It was not long that he tarried; for after casting one keen glance around him, to see that all was right; he freed her of his hated presence, taking the torch along with him, and leaving her in utter darkness.
As soon as his footstep had died away into silence, she hurried back to the embrasure, and gazed forth earnestly; but the moon had not yet risen, and all the gulf of the ravine and the banks on both sides were black as night, and she could discern nothing.
She coughed gently, hoping to attract the attention of her unknown friend, and to learn more of her chances of escape; but no farther sound or signal was made to her; and, after watching long in hope deferred, and anxiety unspeakable, she returned to her sad pallet and bathed her pillow with hot tears, until she wept herself at length into unconsciousness of suffering, the last refuge of the wretched, when they have not the christian's hope to sustain them.

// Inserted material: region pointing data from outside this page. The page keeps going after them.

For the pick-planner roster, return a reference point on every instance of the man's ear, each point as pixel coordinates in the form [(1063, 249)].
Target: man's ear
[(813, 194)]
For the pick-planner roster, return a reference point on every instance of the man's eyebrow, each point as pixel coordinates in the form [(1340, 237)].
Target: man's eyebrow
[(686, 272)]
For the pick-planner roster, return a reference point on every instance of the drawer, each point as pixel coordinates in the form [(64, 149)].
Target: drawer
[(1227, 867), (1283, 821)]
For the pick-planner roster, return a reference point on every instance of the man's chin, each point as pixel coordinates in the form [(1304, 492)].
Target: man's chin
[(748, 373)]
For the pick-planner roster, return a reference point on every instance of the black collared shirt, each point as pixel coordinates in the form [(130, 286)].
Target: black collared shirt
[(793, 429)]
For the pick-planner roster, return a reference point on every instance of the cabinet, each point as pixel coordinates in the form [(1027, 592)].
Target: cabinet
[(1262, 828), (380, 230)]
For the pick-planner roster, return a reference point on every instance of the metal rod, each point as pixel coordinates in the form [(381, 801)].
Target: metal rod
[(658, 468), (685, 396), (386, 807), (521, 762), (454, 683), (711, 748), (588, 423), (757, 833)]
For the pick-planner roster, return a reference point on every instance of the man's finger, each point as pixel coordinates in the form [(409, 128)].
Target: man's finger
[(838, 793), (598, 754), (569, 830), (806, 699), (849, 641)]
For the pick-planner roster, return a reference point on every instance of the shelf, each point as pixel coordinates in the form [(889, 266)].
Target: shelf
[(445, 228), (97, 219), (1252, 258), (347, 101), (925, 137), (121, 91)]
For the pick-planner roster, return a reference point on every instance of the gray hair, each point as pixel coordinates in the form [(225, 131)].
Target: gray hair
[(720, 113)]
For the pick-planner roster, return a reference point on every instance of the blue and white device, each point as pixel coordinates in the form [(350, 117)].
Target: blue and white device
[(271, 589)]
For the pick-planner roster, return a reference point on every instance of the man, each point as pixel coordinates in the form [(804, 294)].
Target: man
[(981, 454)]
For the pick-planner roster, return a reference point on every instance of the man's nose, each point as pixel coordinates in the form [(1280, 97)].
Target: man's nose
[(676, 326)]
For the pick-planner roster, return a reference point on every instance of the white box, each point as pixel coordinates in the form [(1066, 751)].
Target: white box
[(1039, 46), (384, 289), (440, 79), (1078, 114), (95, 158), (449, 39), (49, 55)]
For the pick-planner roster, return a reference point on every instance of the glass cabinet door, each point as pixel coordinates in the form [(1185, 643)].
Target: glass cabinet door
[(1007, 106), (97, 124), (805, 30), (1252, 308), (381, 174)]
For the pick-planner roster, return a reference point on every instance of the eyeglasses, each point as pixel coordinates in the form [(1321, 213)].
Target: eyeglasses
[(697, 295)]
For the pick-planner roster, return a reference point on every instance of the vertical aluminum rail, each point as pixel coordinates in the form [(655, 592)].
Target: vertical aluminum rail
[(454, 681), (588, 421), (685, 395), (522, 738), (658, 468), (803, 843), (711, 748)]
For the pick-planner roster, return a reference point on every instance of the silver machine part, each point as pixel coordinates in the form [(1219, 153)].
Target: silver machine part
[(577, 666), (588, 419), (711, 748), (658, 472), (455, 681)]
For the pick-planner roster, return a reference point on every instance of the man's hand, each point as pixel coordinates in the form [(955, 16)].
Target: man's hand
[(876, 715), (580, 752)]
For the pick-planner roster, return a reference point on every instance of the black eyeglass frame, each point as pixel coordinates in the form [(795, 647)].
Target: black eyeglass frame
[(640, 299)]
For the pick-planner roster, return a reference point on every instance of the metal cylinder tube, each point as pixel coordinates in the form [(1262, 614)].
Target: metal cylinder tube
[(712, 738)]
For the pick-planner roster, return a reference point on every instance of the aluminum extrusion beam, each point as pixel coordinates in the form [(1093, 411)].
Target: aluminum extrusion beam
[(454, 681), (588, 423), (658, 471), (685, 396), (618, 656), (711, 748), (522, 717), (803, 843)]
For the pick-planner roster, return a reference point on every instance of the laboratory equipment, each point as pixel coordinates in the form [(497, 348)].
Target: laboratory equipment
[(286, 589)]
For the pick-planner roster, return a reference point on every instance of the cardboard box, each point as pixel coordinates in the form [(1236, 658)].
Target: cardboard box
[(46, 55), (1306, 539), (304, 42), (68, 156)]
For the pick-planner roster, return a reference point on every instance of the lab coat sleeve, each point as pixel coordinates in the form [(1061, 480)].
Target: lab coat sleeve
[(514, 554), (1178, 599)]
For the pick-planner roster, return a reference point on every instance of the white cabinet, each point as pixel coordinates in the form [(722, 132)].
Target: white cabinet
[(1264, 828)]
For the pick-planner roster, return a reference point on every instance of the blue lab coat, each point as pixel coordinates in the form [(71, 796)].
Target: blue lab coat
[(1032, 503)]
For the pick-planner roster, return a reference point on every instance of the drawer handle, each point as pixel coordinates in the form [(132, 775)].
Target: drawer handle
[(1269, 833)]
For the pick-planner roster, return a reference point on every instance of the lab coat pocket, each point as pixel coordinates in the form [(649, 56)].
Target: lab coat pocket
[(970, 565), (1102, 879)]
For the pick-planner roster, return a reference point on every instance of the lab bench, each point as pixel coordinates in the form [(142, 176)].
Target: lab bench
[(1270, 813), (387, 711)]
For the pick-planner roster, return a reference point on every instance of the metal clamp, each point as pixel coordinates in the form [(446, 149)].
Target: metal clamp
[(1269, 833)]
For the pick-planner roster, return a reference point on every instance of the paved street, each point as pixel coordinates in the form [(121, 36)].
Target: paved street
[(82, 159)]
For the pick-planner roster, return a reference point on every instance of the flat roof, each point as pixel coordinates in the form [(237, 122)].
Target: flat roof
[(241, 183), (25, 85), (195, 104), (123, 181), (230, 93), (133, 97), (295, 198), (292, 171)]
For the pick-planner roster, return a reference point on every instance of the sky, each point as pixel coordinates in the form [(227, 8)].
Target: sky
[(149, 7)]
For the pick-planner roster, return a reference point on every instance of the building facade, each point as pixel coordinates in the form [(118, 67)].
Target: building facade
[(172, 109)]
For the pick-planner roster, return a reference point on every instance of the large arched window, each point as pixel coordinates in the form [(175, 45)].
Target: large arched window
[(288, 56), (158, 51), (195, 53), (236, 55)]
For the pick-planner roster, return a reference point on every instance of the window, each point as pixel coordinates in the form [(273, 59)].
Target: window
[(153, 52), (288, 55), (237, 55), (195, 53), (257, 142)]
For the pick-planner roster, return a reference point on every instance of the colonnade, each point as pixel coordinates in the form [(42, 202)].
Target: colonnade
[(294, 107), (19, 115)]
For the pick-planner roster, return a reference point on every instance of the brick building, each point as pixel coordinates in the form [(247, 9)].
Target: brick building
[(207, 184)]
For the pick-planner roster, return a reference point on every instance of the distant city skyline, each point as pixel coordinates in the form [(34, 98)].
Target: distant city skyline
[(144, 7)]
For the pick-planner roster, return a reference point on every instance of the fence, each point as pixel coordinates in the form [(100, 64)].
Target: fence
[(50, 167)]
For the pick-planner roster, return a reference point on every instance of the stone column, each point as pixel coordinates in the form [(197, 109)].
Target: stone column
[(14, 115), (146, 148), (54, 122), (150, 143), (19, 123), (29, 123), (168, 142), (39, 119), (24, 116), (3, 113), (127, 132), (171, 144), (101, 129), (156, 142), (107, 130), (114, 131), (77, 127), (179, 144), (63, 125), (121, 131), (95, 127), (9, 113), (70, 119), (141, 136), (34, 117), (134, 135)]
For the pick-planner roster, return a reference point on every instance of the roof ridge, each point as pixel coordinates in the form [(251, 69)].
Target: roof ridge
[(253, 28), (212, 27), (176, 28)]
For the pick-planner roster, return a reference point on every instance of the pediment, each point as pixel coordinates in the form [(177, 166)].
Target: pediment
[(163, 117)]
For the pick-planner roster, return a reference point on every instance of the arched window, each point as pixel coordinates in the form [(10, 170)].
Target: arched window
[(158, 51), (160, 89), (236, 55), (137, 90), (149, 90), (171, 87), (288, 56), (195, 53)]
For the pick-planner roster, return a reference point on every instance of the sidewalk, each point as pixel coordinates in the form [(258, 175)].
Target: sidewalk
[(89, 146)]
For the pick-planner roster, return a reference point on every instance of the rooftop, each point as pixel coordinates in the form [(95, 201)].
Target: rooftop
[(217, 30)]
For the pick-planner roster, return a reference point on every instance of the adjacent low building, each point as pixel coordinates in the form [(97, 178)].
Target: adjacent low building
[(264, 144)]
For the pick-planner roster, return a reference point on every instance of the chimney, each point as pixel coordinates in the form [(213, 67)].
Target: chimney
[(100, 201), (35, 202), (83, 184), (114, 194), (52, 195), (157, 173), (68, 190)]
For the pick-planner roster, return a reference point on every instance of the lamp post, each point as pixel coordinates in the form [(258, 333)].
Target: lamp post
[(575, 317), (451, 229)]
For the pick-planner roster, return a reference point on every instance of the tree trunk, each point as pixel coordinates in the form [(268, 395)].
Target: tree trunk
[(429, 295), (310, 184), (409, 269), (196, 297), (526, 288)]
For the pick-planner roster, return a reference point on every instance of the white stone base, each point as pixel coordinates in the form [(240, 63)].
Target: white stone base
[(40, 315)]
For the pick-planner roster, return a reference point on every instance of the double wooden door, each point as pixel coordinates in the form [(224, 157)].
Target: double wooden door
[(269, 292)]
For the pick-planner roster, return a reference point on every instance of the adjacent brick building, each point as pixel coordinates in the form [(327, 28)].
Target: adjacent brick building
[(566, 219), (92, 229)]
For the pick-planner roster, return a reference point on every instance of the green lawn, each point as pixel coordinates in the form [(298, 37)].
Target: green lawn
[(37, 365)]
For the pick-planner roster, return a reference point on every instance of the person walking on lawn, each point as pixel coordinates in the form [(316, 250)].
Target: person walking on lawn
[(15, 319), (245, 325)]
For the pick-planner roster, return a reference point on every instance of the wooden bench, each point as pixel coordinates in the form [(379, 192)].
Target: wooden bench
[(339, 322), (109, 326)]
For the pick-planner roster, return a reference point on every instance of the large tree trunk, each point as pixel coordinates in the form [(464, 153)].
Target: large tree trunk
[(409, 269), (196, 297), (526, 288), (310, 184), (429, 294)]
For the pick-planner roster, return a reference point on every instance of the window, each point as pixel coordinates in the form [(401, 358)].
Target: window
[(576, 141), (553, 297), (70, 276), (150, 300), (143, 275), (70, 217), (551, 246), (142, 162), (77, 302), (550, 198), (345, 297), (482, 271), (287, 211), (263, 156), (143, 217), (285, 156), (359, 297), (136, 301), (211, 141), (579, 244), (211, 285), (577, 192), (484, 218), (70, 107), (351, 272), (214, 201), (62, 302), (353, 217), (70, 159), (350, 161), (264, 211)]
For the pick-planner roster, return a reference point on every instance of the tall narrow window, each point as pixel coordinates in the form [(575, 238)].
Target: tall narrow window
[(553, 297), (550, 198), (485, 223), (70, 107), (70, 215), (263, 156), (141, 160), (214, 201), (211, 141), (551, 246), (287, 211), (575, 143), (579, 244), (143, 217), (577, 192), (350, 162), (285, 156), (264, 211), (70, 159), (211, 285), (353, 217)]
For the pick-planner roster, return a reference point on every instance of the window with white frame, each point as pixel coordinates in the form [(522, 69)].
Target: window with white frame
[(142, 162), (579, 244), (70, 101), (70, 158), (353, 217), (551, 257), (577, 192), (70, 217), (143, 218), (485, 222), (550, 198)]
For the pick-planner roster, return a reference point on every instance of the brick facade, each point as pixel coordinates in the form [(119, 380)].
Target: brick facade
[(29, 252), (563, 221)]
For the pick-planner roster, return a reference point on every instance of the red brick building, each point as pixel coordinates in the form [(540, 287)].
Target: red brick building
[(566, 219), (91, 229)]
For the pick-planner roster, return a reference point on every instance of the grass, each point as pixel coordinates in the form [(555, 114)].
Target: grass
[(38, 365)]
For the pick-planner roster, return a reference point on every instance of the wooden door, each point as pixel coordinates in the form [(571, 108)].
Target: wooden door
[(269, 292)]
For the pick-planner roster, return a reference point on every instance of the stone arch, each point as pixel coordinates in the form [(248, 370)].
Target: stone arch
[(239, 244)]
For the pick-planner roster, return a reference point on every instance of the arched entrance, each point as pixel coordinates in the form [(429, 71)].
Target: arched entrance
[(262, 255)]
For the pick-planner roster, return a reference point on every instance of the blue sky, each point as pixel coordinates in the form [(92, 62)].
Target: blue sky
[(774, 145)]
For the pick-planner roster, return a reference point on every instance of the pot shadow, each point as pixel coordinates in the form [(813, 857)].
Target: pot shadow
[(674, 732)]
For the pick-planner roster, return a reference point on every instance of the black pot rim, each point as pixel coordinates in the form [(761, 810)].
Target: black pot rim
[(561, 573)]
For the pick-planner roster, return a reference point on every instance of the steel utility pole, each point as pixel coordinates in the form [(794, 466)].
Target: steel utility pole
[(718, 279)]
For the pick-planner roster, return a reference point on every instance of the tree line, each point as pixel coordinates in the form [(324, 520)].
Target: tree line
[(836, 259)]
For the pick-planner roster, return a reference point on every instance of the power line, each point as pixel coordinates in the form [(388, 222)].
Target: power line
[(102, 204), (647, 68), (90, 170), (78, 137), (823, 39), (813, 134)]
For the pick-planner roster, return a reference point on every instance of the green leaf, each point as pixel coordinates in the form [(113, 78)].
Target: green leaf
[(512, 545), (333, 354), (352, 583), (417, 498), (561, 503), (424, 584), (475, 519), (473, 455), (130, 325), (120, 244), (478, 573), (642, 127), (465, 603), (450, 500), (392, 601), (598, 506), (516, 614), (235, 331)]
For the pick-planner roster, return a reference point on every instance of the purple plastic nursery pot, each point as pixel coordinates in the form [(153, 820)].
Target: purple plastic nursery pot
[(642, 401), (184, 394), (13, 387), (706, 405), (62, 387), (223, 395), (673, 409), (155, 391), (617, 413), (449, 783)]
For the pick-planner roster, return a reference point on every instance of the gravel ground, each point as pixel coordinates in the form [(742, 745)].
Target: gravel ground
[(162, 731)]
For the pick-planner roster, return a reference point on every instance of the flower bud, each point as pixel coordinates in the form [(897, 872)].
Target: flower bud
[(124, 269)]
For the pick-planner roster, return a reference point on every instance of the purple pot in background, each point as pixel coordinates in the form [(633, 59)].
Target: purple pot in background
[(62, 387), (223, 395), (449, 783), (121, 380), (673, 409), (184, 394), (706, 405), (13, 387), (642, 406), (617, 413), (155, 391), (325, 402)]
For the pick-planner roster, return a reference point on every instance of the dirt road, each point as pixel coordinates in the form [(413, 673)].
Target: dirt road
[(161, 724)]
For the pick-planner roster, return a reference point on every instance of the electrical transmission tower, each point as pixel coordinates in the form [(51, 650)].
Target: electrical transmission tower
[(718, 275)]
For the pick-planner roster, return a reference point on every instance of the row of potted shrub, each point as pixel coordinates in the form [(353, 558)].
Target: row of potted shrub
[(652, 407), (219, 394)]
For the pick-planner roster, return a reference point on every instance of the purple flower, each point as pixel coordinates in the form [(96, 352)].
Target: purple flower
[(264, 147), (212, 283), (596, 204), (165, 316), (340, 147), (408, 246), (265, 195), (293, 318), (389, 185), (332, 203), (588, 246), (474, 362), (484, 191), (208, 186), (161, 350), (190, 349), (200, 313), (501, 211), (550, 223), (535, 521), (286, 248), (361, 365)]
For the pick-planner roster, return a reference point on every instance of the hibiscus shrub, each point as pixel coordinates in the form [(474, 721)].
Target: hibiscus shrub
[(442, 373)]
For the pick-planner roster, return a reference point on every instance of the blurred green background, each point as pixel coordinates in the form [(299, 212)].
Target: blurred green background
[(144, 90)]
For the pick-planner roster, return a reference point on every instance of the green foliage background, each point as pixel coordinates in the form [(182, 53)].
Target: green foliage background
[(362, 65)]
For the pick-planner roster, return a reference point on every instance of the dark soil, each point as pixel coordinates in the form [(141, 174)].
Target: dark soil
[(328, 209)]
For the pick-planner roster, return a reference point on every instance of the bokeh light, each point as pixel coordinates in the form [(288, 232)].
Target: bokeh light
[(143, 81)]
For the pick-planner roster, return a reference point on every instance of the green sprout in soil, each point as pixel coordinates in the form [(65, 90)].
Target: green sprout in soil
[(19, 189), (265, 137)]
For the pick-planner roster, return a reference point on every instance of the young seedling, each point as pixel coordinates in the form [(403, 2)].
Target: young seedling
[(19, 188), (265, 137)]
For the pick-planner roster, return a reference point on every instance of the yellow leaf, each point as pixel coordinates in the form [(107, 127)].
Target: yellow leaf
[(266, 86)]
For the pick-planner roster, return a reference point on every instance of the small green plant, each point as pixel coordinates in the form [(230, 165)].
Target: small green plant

She was almost worn out with anxiety and toil, and she slept soundly, until the blowing of the Roman trumpets in the pass again aroused her; and before she had well collected her thoughts so as to satisfy herself where she was and wherefore, the shouts and groans of a sudden conflict, the rattling of stones and javelins on the tiled roof, the clang of arms, and all the dread accompaniments of a mortal conflict, awoke her to a full sense of her situation.
The day lagged tediously and slow. No one came near her, and, although she watched the farther side of the gorge, with all the frantic hope which is so near akin to despair, she saw nothing, heard nothing, but a few wood-pigeons among the leafless tree-tops, but the sob of the torrent and the sigh of the wintry wind.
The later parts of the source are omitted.